One can consider two crude measures of how “big” the variety {V} is. The first measure, which is algebraic geometric in nature, is the dimension {\hbox{dim}(V)} of the variety {V}, which is an integer between {0} and {d} (or, depending on convention, {-\infty}, {-1}, or undefined, if {V} is empty) that can be defined in a large number of ways (e.g. it is the largest {r} for which the generic linear projection from {V} to {\overline{F}^r} is dominant, or the smallest {r} for which the intersection with a generic codimension {r} subspace is non-empty). The second measure, which is number-theoretic in nature, is the number {|V(F)| = |V \cap F^d|} of {F}-points of {V}, i.e. points {x = (x_1,\ldots,x_d)} in {V} all of whose coefficients lie in the finite field, or equivalently the number of solutions to the system of equations {P_i(x_1,\ldots,x_d) = 0} for {i=1,\ldots,m} with variables {x_1,\ldots,x_d} in {F}.

These two measures are linked together in a number of ways.

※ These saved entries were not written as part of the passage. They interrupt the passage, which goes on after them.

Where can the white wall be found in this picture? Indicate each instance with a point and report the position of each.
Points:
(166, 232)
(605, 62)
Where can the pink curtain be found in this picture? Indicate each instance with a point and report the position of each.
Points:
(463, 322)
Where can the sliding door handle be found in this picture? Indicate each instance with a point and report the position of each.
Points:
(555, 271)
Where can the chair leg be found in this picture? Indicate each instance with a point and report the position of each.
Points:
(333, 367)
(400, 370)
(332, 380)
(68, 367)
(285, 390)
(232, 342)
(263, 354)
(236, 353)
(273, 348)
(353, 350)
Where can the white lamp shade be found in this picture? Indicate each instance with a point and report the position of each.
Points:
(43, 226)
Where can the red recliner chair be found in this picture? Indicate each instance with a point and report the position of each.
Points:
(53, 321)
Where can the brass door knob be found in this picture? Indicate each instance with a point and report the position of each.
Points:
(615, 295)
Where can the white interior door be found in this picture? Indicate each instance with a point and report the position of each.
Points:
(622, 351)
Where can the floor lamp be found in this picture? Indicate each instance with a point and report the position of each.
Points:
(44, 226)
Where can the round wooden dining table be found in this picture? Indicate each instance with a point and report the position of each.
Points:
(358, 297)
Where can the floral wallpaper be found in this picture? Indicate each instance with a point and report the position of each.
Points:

For instance, we have the basic Schwarz-Zippel type bound (which, in this qualitative form, goes back at least to Lemma 1 of the work of Lang and Weil in 1954).

Lemma 1 (Schwarz-Zippel type bound) Let {V} be a variety of complexity at most {M}. Then we have {|V(F)| \ll_M |F|^{\hbox{dim}(V)}}.

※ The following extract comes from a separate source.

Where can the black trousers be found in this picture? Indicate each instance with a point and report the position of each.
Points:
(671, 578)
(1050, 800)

Proof: (Sketch) For the purposes of exposition, we will not carefully track the dependencies of implied constants on the complexity {M}, instead simply assuming that all of these quantities remain controlled throughout the argument. (If one wished, one could obtain ineffective bounds on these quantities by an ultralimit argument, as discussed in this previous post, or equivalently by moving everything over to a nonstandard analysis framework; one could also obtain such uniformity using the machinery of schemes.)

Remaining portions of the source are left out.